John Mitchell Fine Paintings investigates a similar period, but closer to home. ‘Romantick Situations’ – Castles and the Picturesque in eighteenth-century Britain stems from Julius Caesar Ibbetson’s description of Morlais Castle in south Wales, which he was taken to see by his patrons, the Bute family, in 1789. As Britain prospered at home and prevailed overseas, Georgians increasingly felt a sense of uninterrupted connection with their country’s ancient and mostly mysterious past. To them the huge castles in strategic and often dramatic settings stood for the turbulence, drama and territorial upheavals of the Middle Ages. For landscape painters already awakening to the stirring scenery to be found across the British Isles, its majestic castles, abbeys and ruins had an irresistible allure and contributed to the rise of the Romantic Movement. The exhibition includes paintings and watercolours by Richard Wilson, Paul Sandby, Ibbetson, Edward Dayes, William Hodges, Alexander Nasmyth and others, with prices ranging from £2,500 to £75,000.

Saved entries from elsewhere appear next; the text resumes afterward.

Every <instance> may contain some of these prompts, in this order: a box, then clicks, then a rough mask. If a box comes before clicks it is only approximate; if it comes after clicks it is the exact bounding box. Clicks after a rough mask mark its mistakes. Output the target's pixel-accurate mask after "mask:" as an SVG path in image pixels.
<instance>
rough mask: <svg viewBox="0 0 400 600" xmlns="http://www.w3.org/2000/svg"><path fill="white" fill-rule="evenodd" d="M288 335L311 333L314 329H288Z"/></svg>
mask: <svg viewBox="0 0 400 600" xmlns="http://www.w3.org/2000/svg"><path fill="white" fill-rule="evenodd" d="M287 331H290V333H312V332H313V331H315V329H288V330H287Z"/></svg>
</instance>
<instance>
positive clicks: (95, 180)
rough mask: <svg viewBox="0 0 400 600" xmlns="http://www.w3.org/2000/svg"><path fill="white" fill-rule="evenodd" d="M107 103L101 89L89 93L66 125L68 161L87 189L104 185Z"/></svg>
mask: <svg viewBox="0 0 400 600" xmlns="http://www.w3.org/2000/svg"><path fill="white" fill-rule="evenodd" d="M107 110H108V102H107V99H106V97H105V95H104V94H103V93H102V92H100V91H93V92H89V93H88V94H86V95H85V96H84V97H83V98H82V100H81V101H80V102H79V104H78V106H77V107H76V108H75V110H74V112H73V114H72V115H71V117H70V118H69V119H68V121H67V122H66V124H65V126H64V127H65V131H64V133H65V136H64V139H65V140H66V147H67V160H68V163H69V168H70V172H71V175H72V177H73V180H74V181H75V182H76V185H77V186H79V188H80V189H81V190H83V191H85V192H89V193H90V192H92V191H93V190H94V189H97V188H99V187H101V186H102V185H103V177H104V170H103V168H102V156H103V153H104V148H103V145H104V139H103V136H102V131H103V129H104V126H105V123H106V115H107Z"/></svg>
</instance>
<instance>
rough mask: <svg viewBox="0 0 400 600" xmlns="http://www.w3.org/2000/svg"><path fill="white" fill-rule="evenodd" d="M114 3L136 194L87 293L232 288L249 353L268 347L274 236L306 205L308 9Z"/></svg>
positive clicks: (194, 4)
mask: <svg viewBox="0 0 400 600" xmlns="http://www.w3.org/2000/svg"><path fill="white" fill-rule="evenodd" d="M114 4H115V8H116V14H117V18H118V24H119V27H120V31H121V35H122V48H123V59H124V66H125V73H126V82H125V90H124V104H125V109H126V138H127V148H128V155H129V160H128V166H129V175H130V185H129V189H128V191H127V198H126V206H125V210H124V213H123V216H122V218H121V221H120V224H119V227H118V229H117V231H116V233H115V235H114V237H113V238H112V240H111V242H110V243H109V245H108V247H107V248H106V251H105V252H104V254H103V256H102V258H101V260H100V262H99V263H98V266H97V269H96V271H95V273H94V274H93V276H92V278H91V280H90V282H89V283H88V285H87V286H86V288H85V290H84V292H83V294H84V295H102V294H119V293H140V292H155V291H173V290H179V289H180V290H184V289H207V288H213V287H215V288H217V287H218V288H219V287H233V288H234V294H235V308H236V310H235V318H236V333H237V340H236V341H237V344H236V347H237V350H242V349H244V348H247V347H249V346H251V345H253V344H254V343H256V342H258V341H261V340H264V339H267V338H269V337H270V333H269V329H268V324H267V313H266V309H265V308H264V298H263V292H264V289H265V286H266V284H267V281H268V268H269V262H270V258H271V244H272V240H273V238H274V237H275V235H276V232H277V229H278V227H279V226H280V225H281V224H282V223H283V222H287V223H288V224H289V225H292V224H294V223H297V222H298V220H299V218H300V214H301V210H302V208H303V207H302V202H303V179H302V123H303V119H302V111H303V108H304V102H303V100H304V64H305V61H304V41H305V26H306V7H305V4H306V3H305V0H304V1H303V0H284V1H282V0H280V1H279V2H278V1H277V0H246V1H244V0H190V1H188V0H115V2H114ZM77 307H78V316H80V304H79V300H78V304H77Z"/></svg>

Two major exhibitions focus on women:

Peggy Guggenheim is the subject at Ordovas which marks 80 years since her little known London gallery, Guggenheim Jeune, closed prior to the outbreak of World War II. The exhibition Peggy Guggenheim and London reveals new insights into her early experience as an art dealer and her original plan to establish a modern art museum in the capital. Whilst she needs no introduction for her contribution to modern art, her formative years as a gallerist have been relatively overlooked. Guggenheim Jeune, situated in a former pawnbroker’s at 30 Cork Street, operated for just eighteen months between January 1938 and June 1939. While its lifespan may have been brief, its influence was considerable, both on the art world at the time and on Peggy herself; by the time the gallery closed, she was a self-confessed “art addict”. This exhibition will showcase Guggenheim’s parallel collecting interests in Abstraction and Surrealism through a display of works by Jean (Hans) Arp and Yves Tanguy, artists that she collected and championed. It also sheds new light on her earliest experiences in the art world, including unpublished floor plans of the gallery and details of the artists, advisors and lovers who assisted her original ambition, thwarted by the war, to open a museum of modern art in London.

Jean (Hans) Arp (1886-1966), Trois objets désagréables sur une figure (Head with Annoying Objects), 1930- cast 1972 Bronze (ed. 4/5)

Laocoon Gallery will exhibit one hundred works representing the female figure – wives or lovers, virgins or prostitutes, holy mothers like the Madonna or man-eating she-devils. Ranging from paintings, drawings and pastels to bronzes, ceramics and terracotta, the works are by Italian artists of the 20th Century, both male and females. XX: The Female Gender in Twentieth Century Italian Art, curated by Monica Cardarelli of the Galleria del Laocoonte (Rome) will show how women were seen in the art of the 1900s. XX not only represents the gene that determines a woman’s sex, but also the 20th Century, which saw more changes than any other in the role, status, appearance and condition of women, both in life and in the imagination, as art has recorded it.

Afro Basaldella, Portrait of Adriana Pincherle, 1946, Oil on Canvas

Olivier Malingue Ltd presents L’Empreinte, a group exhibition including works by Jean Dubuffet, Marcel Duchamp, Max Ernst, Yves Klein, Man Ray and Ed Ruscha. Imprint can be an embossed relief, as in Ed Ruscha’s Ghost Station (2011). Or it can be the impression obtained by rubbing a textured surface, as in the frottage works by Ernst, Penrose and Oppenheim, a technique Ernst adopted in 1925. The exhibition includes several contemporary interpretations, such as a mural by the Paris-based artist Thu-Van Tran.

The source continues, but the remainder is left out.